Economies are inherently cyclical in nature. Given that, ACT Research says, the prosperity of 2019 will likely contribute to a “tougher” 2020 for the medium- and heavy-duty truck markets in North America.
According to the transportation research firm’s latest State of the Industry North American Classes 5-8 Report, although a recession is unlikely next year, uncertainty regarding the economy in the latter half of 2019 will detrimentally affect medium- and heavy-duty truck markets next year.

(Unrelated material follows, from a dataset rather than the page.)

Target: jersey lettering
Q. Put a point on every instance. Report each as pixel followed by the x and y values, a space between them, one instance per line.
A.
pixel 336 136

“After peak build and sales in 2019, significant declines are ahead in 2020, as sales and build will follow trends in net orders and backlog volumes lower in their respective markets,” said Kenny Vieth, ACT Research’s President and Senior Analyst. He explained, “Recent articles point to a growing belief that a recession is likely to be averted in 2020, so the economic ‘days’ are likely to become brighter as we move through 2020. Unfortunately for the industry, the expected rebound will not come soon enough, or be robust enough, to take a sharp equipment downturn off the table.”
ACT’s State of the Industry: NA Classes 5-8 report provides a monthly look at the current production, sales, and general state of the on-road heavy and medium duty commercial vehicle markets in North America. It differentiates market indicators by Class 5, Classes 6-7 chassis and Class 8 trucks and tractors, detailing measures such as backlog, build, inventory, new orders, cancellations, net orders, and retail sales. Additionally, Class 5 and Classes 6-7 are segmented by trucks, buses, RVs, and step van configurations, while Class 8 is segmented by trucks and tractors with and without sleeper cabs. This report includes a six-month industry build plan, backlog timing analysis, historical data from 1996 to the present in spreadsheet format, and a ready-to-use graph package. A first-look at preliminary net orders is also published in conjunction with this report.
Looking specifically at the North American Class 8 market, Vieth said, “After October’s modest order strength, November data quelled thoughts of a better-than-expected order season, with November’s booking down about 4,400 units from the previous month.”
Regarding the medium duty markets, Vieth noted that, Weakness has spread in medium duty demand. The drivers of lower build rates are weak orders, falling backlogs, and elevated inventories. That weakness in turn is driven by the above-trend buying of the past 18 months, leading to slowing demand for trucks and RVs.”